The metadata movement for resource discovery on the Web

The high dynamics of web resources (Lawrence & Giles, 1999), both in size and content, as well as their unique characteristics (Heery, 1996), has posed many challenges for using the traditional procedures of resource organization and discovery, such as cataloging rules, in the Web environment. The challenges in the way of deploying cataloging rules for digital resources (Beacom, 2000; Huthwaite, 2001; Lagoze, 2000; Weiss and Carstens, 2001), have led to favoring "metadata" as the best means of describing and discovering resources on the Web.

Metadata is a heavily loaded term for which many definitions have been offered. It, in general, may be defined as structured data about data (Burnett, Ng & Park, 1999, p.1212). More specifically, it is a structured set of elements that describes the information resource for the purpose of identification, discovery and use of information (Lee-Smeltzer, 2000, p.206). To encompass the main perspectives on metadata and accurately reflect the current status of its studies, Burnett et al. (1999) define metadata as "data that characterizes source data, describes their relationships, and supports the discovery and effective use of source data" (p. 1212).

Metadata is a recent coinage though not a recent concept. The above definitions about metadata are usually followed by the observation that libraries have been producing, standardizing and maintaining metadata for a long time; because descriptive data such as standard bibliographic information, and indexing and cataloging information are all structured data that describe the attributes and contents of an information resource to facilitate their discovery and use, hence metadata. However, while the concept of metadata is a familiar one for information professionals, in today's jargon, this data is considered to "[be] structured so that it can become machine-understandable as well as machine-readable […] and has largely been identified with issues of Internet resource discovery" (Day, 1999). As Milstead and Feldman (1999) point out, this term "… is generally applied to electronic resources (though it doesn't have to be) and refers to "data" in the broadest sense--datasets, textual information, graphics, music, and anything else that is likely to appear electronically. While the concept includes indexing and cataloging information (information for "resource discovery" in Webspeak), it can go far beyond conventional document representations, such as MARC records."

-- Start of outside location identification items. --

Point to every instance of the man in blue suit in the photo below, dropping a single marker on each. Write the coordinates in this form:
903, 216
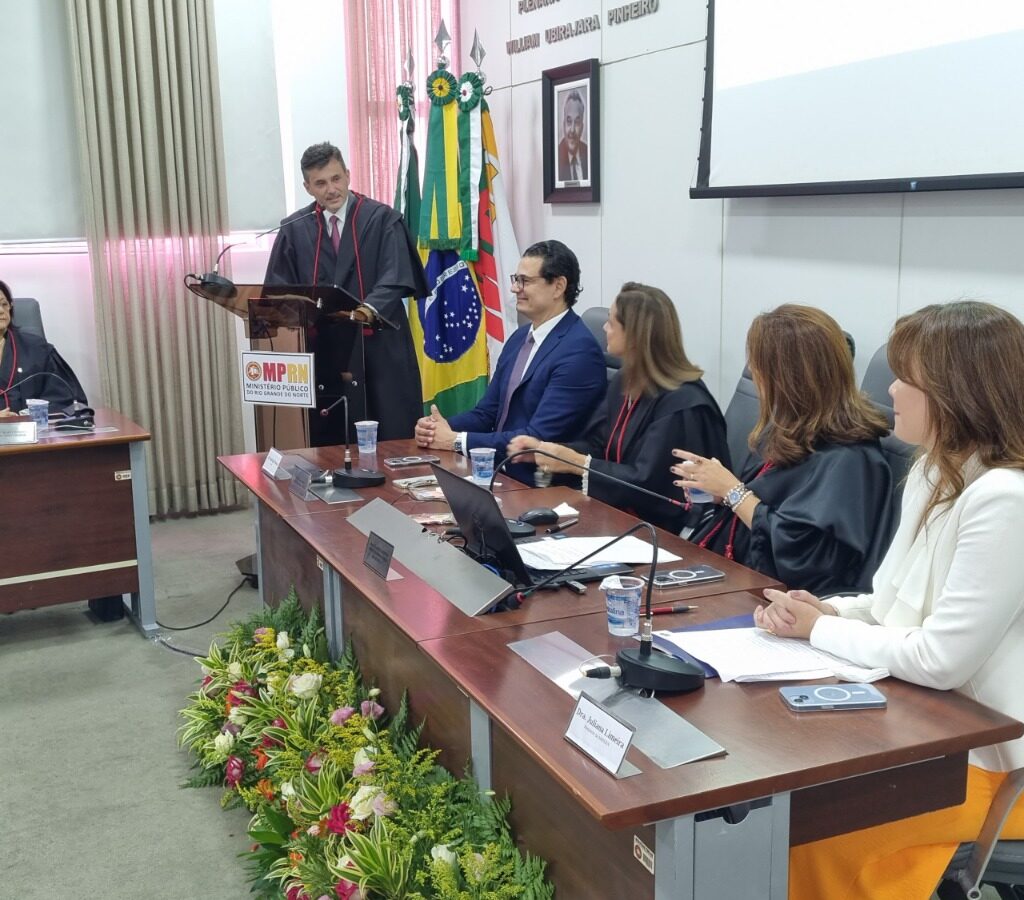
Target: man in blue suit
550, 375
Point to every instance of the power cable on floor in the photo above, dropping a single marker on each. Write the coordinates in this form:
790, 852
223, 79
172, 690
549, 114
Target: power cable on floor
187, 628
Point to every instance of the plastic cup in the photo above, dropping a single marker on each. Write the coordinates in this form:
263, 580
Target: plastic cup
366, 436
622, 596
40, 413
483, 464
695, 495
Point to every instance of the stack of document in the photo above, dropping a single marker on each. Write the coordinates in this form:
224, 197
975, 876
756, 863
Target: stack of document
558, 553
753, 654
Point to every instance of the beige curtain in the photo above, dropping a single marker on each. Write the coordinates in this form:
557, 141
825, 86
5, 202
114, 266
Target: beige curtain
147, 110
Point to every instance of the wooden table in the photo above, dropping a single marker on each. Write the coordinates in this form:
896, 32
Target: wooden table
78, 519
786, 778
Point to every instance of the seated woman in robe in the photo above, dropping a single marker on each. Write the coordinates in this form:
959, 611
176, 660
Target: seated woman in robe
817, 508
945, 604
653, 403
30, 368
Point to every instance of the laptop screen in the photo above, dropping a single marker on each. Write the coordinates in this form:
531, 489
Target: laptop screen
482, 525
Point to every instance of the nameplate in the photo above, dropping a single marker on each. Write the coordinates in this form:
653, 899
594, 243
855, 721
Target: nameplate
303, 475
601, 735
17, 432
378, 555
272, 468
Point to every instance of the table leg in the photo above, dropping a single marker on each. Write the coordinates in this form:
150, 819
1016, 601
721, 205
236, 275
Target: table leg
333, 612
143, 601
479, 737
741, 852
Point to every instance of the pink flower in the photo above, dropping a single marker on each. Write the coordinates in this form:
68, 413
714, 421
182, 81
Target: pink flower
338, 819
233, 771
345, 890
341, 716
371, 710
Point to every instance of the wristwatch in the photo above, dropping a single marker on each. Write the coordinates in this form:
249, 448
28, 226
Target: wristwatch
736, 496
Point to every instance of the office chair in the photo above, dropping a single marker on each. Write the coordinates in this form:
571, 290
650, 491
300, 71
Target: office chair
594, 318
28, 316
898, 454
988, 860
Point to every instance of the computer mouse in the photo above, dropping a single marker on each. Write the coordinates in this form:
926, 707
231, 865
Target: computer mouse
540, 516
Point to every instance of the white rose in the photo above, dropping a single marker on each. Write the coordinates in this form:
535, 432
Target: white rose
305, 686
361, 806
440, 851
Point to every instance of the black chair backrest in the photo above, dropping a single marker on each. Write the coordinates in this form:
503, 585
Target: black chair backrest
877, 380
28, 316
594, 318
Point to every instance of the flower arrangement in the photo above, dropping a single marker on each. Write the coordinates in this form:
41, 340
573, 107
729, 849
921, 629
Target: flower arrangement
345, 803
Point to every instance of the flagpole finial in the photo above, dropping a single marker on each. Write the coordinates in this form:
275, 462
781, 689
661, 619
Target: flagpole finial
441, 40
477, 52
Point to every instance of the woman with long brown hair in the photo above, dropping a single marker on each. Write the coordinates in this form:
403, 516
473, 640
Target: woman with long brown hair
946, 601
657, 399
816, 509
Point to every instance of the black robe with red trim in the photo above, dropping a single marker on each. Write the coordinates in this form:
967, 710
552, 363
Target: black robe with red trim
686, 417
30, 358
378, 263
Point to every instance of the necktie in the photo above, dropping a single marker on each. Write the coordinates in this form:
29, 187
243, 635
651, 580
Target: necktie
517, 372
335, 233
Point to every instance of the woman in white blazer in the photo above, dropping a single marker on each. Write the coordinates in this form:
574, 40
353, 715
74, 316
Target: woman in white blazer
946, 601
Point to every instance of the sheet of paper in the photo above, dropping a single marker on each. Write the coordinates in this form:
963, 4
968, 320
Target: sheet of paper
753, 654
556, 554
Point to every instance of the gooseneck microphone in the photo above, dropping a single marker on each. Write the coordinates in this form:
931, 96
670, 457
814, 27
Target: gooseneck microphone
217, 284
501, 466
346, 477
638, 667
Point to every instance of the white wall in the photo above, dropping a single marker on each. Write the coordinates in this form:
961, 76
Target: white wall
864, 259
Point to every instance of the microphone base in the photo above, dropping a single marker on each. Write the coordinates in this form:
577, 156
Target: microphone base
657, 672
357, 478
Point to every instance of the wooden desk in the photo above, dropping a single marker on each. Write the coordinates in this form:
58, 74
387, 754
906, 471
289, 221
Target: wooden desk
804, 777
78, 521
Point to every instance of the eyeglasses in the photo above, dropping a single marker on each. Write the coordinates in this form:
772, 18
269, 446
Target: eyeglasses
520, 282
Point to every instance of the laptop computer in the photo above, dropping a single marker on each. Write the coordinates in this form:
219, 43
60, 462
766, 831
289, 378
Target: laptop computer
491, 543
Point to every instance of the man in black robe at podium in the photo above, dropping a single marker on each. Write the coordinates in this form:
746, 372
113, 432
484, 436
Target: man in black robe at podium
352, 242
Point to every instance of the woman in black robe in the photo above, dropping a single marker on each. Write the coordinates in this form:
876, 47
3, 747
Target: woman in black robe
818, 510
656, 401
31, 368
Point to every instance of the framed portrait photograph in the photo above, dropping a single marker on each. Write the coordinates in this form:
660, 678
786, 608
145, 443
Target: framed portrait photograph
571, 133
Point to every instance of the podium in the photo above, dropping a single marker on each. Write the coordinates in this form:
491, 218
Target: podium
302, 318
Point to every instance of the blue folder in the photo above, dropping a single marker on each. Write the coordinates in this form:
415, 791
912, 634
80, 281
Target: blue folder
744, 620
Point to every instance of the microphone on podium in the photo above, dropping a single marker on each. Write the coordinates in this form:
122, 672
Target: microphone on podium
639, 667
214, 283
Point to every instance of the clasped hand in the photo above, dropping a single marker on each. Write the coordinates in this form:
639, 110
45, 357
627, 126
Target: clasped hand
791, 613
706, 474
433, 431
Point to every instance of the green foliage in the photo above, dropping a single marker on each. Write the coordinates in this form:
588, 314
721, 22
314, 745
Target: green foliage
337, 789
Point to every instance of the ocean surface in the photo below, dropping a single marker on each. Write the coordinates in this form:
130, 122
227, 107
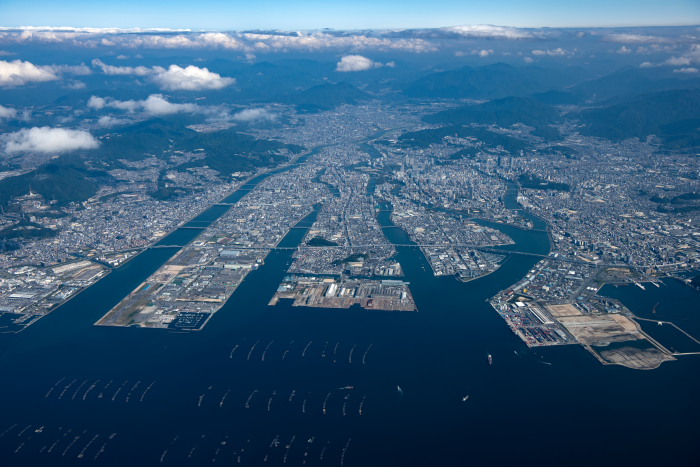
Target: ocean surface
287, 385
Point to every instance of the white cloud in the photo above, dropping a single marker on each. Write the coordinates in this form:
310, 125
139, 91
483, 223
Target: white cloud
155, 104
48, 140
73, 69
636, 39
253, 115
175, 78
75, 85
489, 31
7, 112
125, 70
107, 121
558, 52
18, 73
243, 42
624, 50
356, 63
190, 78
686, 70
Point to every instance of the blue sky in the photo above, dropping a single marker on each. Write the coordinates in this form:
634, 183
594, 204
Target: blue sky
358, 14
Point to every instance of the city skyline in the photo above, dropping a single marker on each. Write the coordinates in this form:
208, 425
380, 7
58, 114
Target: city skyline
314, 14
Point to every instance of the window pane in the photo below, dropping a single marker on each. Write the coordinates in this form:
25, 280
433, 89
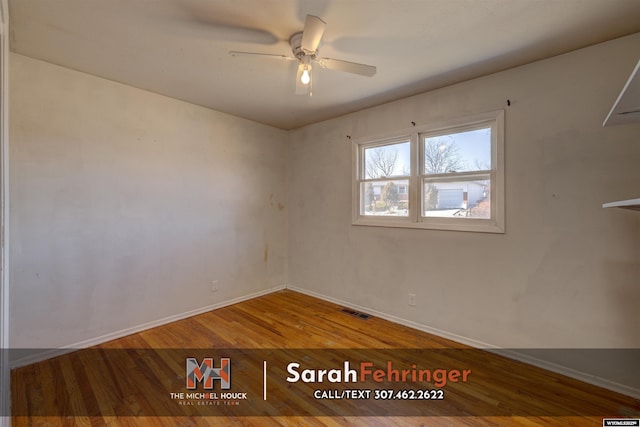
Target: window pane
386, 161
463, 198
387, 198
458, 152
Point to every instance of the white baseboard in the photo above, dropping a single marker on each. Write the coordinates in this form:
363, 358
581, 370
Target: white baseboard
511, 354
553, 367
50, 353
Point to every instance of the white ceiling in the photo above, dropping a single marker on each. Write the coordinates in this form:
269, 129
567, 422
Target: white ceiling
179, 48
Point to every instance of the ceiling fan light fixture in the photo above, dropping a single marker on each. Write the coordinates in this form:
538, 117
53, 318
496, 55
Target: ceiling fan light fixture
305, 77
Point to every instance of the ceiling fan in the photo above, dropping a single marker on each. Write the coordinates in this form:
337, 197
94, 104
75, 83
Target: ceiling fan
304, 45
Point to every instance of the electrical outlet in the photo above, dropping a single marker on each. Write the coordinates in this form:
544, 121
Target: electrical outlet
412, 300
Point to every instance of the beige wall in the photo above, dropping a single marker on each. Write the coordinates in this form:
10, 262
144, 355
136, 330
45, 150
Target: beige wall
125, 205
565, 274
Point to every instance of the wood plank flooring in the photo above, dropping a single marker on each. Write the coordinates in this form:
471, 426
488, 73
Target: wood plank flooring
96, 387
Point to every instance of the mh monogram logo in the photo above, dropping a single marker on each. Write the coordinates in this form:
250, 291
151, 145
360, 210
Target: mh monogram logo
206, 373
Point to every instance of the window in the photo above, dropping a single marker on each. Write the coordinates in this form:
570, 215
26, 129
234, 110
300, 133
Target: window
446, 176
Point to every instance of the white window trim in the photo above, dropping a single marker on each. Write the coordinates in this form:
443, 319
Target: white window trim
496, 224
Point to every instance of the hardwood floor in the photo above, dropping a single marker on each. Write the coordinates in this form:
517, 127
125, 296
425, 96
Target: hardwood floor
137, 380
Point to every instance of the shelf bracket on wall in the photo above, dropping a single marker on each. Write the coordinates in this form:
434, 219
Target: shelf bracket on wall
626, 109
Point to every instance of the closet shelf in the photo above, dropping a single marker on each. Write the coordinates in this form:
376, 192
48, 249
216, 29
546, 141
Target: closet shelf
633, 204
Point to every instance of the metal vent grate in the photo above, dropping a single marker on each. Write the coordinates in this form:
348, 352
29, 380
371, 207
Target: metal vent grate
355, 313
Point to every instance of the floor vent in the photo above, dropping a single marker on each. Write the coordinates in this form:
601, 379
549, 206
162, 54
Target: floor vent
355, 313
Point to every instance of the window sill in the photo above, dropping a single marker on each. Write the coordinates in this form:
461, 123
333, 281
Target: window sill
468, 225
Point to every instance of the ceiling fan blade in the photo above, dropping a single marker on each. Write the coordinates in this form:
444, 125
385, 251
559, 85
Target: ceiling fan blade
346, 66
312, 33
264, 55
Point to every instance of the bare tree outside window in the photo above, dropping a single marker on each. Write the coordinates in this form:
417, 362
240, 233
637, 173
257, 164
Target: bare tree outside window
441, 155
381, 162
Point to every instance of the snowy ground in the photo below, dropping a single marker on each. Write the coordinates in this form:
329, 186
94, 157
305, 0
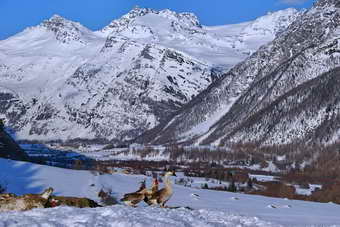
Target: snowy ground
211, 208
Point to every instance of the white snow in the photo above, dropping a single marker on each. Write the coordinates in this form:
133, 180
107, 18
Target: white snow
211, 208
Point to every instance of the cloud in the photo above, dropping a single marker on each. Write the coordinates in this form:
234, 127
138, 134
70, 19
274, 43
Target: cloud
293, 2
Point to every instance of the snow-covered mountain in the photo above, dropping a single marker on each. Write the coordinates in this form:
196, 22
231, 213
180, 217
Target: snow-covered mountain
60, 80
286, 92
211, 208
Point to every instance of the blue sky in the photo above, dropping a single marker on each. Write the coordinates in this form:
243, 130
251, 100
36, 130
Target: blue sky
16, 15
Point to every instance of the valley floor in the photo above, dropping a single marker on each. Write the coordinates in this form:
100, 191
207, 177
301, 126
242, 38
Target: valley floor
211, 208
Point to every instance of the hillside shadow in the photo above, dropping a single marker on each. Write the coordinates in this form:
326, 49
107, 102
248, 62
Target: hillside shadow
19, 177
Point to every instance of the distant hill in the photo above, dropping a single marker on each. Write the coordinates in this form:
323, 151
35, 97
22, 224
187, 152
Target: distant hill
9, 148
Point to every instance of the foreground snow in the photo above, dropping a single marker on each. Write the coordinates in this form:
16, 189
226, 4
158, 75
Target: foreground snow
119, 216
211, 208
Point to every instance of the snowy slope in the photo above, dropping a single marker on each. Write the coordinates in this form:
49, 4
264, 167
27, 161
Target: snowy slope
284, 93
61, 81
212, 208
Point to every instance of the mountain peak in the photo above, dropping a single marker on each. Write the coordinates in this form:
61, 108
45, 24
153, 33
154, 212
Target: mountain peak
65, 30
137, 16
138, 12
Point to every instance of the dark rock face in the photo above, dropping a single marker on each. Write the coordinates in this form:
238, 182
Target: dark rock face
64, 30
9, 148
277, 96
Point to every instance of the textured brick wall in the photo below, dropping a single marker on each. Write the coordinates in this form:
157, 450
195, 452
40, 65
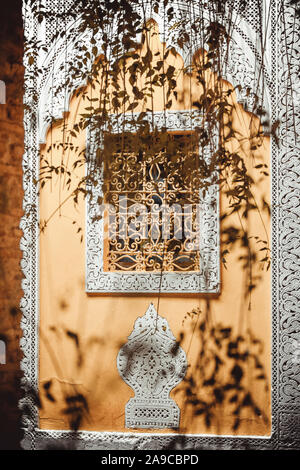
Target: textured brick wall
11, 149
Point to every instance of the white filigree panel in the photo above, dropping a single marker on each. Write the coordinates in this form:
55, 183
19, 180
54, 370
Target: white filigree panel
152, 363
276, 76
207, 279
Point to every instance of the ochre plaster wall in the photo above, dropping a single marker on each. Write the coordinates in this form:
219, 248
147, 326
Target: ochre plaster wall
103, 323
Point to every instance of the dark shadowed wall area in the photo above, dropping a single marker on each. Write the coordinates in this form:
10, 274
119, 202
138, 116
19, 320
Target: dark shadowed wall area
11, 150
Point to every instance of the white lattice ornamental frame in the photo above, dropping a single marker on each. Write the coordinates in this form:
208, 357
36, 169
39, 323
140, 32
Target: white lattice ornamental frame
207, 280
279, 72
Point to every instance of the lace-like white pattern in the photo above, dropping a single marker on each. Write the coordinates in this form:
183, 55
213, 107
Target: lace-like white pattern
152, 364
280, 73
204, 281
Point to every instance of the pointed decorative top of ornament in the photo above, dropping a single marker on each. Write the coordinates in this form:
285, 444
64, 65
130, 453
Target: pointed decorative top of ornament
152, 363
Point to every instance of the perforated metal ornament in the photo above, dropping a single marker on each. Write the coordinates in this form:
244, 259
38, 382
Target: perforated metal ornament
152, 363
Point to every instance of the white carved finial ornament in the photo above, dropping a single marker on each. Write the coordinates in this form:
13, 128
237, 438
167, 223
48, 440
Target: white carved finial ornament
152, 363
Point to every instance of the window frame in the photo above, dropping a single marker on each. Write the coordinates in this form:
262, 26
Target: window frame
206, 281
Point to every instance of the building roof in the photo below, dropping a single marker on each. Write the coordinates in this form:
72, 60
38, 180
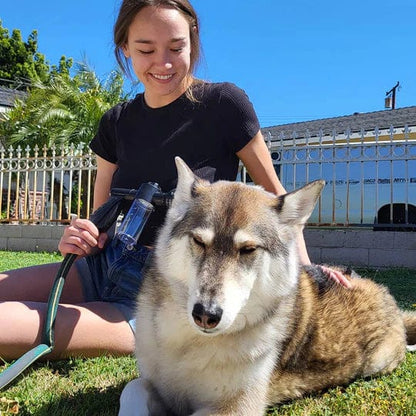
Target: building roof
356, 122
8, 96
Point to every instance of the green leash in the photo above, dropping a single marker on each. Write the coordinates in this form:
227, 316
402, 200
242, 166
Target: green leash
47, 345
103, 218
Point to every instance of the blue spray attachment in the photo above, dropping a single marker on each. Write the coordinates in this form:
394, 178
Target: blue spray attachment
132, 225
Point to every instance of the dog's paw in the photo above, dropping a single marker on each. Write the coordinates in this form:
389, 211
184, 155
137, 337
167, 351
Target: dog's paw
134, 399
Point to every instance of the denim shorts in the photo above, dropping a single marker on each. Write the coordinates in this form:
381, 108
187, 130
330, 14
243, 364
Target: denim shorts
114, 275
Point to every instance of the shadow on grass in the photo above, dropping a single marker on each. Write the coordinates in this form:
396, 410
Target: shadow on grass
90, 402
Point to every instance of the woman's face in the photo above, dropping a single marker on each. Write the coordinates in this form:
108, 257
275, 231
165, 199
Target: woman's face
160, 50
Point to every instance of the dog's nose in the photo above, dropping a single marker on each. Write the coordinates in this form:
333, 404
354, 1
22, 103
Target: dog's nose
206, 318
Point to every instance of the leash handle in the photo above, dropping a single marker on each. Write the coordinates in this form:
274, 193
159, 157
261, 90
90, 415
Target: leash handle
103, 218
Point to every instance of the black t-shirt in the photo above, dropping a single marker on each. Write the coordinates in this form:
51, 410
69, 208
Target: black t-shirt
206, 134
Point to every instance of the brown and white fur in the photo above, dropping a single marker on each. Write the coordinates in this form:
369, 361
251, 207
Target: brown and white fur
227, 321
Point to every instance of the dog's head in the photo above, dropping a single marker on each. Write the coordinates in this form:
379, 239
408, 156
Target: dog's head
229, 250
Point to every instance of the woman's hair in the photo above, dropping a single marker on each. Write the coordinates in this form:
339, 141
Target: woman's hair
129, 10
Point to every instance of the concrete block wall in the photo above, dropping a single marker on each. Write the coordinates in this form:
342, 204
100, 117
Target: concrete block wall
358, 248
30, 237
364, 248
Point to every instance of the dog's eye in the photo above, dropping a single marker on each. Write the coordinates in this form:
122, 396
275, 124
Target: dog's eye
197, 240
247, 249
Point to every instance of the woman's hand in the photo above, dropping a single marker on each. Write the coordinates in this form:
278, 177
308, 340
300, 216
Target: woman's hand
336, 276
81, 237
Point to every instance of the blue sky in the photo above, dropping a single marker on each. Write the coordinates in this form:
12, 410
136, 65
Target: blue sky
297, 60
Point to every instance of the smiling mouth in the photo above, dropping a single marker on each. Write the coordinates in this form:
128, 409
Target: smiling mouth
162, 77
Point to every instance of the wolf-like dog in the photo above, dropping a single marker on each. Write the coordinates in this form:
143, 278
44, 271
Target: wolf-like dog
229, 323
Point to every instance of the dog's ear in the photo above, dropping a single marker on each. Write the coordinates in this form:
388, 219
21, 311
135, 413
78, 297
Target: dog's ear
184, 188
296, 207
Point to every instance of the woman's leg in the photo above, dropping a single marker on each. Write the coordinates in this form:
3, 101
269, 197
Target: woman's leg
83, 330
34, 284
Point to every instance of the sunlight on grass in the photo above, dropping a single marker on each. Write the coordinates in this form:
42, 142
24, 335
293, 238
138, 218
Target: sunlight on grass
92, 386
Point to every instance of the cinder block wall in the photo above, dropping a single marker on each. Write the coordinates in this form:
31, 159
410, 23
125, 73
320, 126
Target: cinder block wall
359, 248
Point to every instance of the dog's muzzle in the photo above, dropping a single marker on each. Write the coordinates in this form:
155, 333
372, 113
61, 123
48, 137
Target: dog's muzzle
206, 319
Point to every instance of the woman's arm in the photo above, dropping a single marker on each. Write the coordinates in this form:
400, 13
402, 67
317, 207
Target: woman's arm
81, 237
256, 158
105, 172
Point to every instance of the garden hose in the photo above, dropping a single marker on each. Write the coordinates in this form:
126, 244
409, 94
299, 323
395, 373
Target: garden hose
104, 217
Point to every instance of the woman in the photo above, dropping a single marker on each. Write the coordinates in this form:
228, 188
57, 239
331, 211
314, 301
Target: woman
211, 126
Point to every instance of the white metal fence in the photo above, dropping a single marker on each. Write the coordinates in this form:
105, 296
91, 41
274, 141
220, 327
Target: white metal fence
45, 185
370, 176
370, 179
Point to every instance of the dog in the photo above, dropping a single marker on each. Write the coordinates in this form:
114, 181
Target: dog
228, 323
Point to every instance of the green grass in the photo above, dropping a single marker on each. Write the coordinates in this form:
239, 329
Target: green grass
92, 386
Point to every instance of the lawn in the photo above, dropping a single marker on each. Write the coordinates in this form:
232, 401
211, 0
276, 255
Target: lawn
92, 386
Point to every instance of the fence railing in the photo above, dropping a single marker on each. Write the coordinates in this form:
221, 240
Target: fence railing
370, 178
45, 185
370, 175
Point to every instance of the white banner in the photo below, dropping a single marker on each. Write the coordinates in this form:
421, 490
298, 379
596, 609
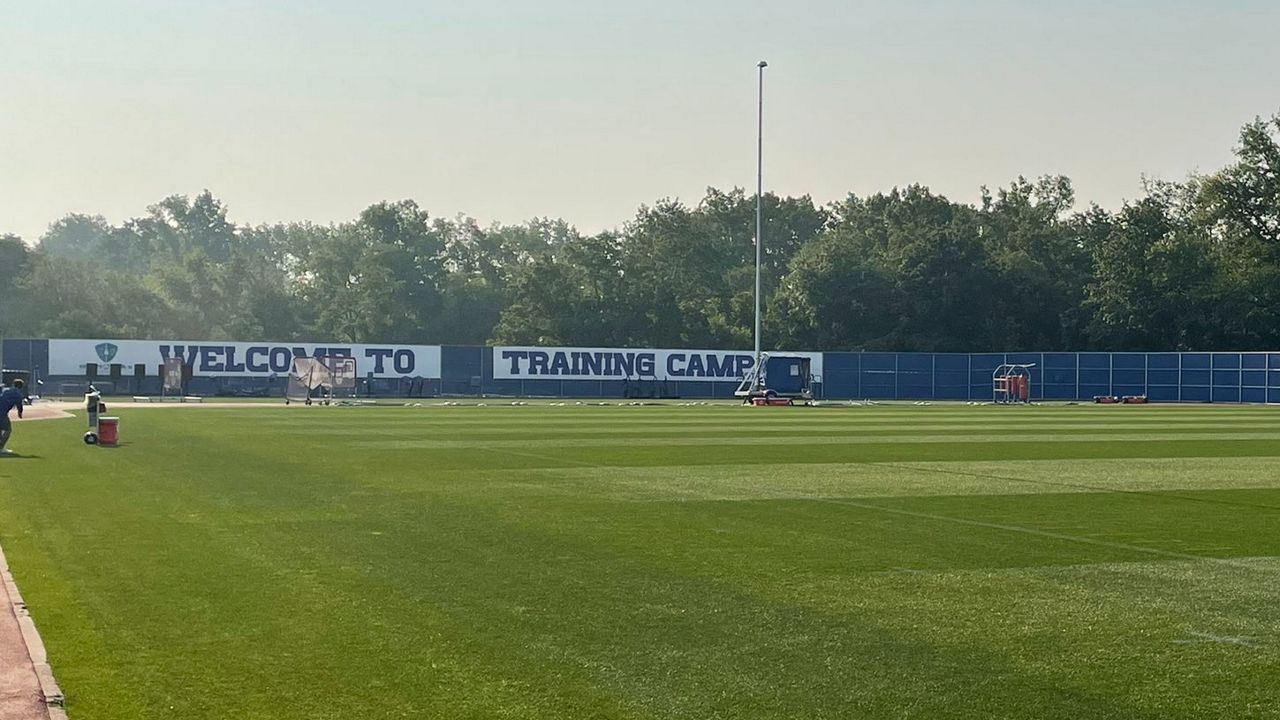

Today metadata activities are unprecedented. Because of the exponential growth of information resources on the Web, they expand beyond the traditional library environment to deal with the problem of effective resource description and discovery. The accelerated growth in the related literature on the topic of metadata and the rapid decrease of the word cataloging (Ercegovac, 1999) as well as several metadata standards with different levels of richness and complexity originated from different communities (Heery, 1996; Dempsey & Heery, 1997; Burnett, Ng & Park, 1999), reveals the unprecedented movement towards metadata for resource discovery on the Web.

Dublin Core Metadata Initiative: a simple metadata for the Web

Within the diverse resource discovery activities of the mid 90's, ranging from unstructured indexing of full-text resources by search engines to richly-structured data like Machine Readable Cataloging (MARC) and Text Encoding Initiative (TEI) records, Dublin Core metadata standard arose as a means to mediate these extremes. it originated from a workshop sponsored by Online Computer Library Center (OCLC) and the National Center for Supercomputing Applications (NCSA) in March 1995 to "form an international consensus on the semantics of a simple description record for networked resources" (Weibel, Iannella & Cathro, 1997). It was believed that resource discovery is the most pressing need that metadata can satisfy (Weibel et al., 1995). Therefore, only descriptive data elements required to support resource discovery were considered and data elements covering other characteristics of the resource such as terms and conditions, archival status, and other types of metadata were not included (Dempsey & Weibel, 1996).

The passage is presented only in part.